L’accès à la fraîcheur

Baignade dans la Vienne, 1973.

Les étés chauds, ce n’est pas nouveau. Je me souviens, dans les années 1970, de journées de torpeur au mois d’août dans un coin du Limousin : l’air est immobile, le goudron fond sur les chaussées, il n’y a personne dehors – sur la place de l’église, les tilleuls taillés en moignons n’offrent qu’une ombre maigrelette – et même les piliers du café Ferrand ont la flemme de se rendre à l’abreuvoir. Seules bougent les guêpes autour des prunes tombées – car il fait presque 30°, et à l’époque, on trouve que c’est pénible.

Où aller chercher la fraîcheur en attendant l’orage du soir ? Ce ne sont pas les bois qui manquent, mais il fait trop chaud sous les taillis de châtaigniers, et on se pique encore les fesses sur les bogues de l’an passé. Il y a bien des plans d’eau municipaux dans la région, mais les quelques coins d’ombre y sont pris d’assaut et l’eau y ressemble à une soupe tiédasse. Le mieux est d’aller à la rivière. A 5 km de là, une minuscule prairie de fauche offre un accès à la Vienne, qui court sur un fond de cailloux au milieu des bois. Le coin n’est connu que d’une poignée d’autochtones, qui ont aligné de grosses pierres en travers de la rivière pour relever un peu le niveau de l’eau : en visant bien, on peut arriver à faire quelques brasses face au courant, sans trop se cogner aux rochers. L’eau, claire et couleur de thé, est fraîche mais pas froide. La ville d’Eymoutiers, à 12 km à l’amont, n’a pas de station d’épuration en ce temps-là, mais au vu de l’abondance des libellules et des trichoptères, on suppose que l’eau est propre. Le dimanche après-midi, deux ou trois familles se regroupent dans le pré après avoir ripaillé dans une gargote voisine. On joue dans l’eau, on bavarde, on bouquine, on taquine les grillons avec un brin d’herbe – c’est du bonheur simple et pas cher.

Passant par là 50 ans plus tard, je m’aperçois que la prairie a été avalée par les bois. Fini, l’accès à la Vienne ! J’en profite pour aller voir les deux autres vieux coins de baignade qui m’avaient été signalés dans la commune, sur une autre rivière. Le premier est englobé dans une propriété bâtie et fermée, et il me faut les bottes pour m’approcher du second, cerné par les ronces. Première observation : dans cette commune pourtant bien dotée en rivières, les possibilités d’accès à l’eau ont manifestement régressé. Deuxième observation : si l’évolution est la même dans les communes rurales françaises, comment leurs habitants feront-ils pour aller se mettre au frais lorsqu’il fera 40, 45 voire 50°, surtout si on continue à supprimer des plans d’eau pour la noble cause des continuités écologiques ?

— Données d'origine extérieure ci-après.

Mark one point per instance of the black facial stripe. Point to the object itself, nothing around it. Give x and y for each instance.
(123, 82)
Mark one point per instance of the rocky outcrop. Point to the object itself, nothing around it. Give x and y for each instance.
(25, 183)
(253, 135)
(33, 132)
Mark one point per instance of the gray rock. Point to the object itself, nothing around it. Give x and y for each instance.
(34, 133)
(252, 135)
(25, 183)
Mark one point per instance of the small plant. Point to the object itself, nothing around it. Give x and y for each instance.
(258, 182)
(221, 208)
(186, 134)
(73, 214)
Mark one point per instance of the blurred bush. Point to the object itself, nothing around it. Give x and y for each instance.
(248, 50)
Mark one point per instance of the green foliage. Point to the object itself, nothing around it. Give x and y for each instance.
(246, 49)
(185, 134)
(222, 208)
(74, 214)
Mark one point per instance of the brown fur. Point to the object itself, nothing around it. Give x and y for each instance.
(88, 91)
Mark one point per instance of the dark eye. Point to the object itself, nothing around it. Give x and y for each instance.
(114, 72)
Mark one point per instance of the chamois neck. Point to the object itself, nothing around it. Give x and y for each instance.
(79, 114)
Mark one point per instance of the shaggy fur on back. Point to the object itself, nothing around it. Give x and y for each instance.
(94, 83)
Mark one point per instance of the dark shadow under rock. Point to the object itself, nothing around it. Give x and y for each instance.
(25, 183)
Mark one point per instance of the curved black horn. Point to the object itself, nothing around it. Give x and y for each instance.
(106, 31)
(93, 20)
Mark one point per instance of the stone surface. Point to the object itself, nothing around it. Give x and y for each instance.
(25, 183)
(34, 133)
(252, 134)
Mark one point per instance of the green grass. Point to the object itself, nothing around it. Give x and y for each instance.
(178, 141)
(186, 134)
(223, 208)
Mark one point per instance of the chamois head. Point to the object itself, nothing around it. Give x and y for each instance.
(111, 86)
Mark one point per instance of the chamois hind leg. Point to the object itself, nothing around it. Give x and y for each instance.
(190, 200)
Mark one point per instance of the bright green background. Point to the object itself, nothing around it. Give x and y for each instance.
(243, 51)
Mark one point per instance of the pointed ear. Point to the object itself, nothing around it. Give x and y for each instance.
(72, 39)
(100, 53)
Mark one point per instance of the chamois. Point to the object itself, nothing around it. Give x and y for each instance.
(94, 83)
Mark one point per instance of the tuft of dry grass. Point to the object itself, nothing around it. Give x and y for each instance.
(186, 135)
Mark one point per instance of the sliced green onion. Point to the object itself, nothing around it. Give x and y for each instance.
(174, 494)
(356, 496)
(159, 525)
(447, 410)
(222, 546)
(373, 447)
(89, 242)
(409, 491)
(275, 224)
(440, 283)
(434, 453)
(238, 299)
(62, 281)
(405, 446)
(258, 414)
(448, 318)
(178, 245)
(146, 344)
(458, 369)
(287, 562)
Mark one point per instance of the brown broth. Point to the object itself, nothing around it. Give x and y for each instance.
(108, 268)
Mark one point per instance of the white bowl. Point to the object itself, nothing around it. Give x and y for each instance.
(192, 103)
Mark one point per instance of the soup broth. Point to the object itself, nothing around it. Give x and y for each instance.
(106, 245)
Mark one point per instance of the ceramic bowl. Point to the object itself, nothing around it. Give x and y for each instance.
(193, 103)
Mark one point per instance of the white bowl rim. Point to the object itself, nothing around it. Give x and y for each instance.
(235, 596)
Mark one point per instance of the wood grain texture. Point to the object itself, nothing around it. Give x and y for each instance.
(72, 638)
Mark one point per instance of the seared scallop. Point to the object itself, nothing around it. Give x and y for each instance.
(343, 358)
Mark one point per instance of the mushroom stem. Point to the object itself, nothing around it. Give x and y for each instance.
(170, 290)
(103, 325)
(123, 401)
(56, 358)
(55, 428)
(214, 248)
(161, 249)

Dans un ruisseau breton, 2002.

La création d’îlots de fraîcheur urbains est une excellente idée, mais il ne faudrait pas oublier les ruraux au motif que les campagnes seraient moins chaudes que les villes. On pourrait peut-être, ici ou là, entreprendre de recenser les anciens lieux d’accès à l’eau, histoire de les restaurer là où c’est possible ? Après tout, la liberté de baignade est un principe général du droit, y compris dans les eaux privées, partout où il n’y a pas d’interdiction. Et même sans parler de baignade organisée, avec tout l’arsenal juridique qui s’y rattache, la simple possibilité de barboter avec de l’eau jusqu’aux genoux suffirait à faire le bonheur de pas mal de monde lorsque blés et maïs rôtissent sous le cagnard.

Un commentaire

  1. Mon père évoquait souvent les moments heureux qu’offraient aux enfants de son village les baignades en rivière, la Saône en l’occurrence. Ils s’y retrouvaient, joyeux et sans surveillance. C’était une autre époque. Mais sans doute pourrait-on, ici ou là, en favoriser le retour.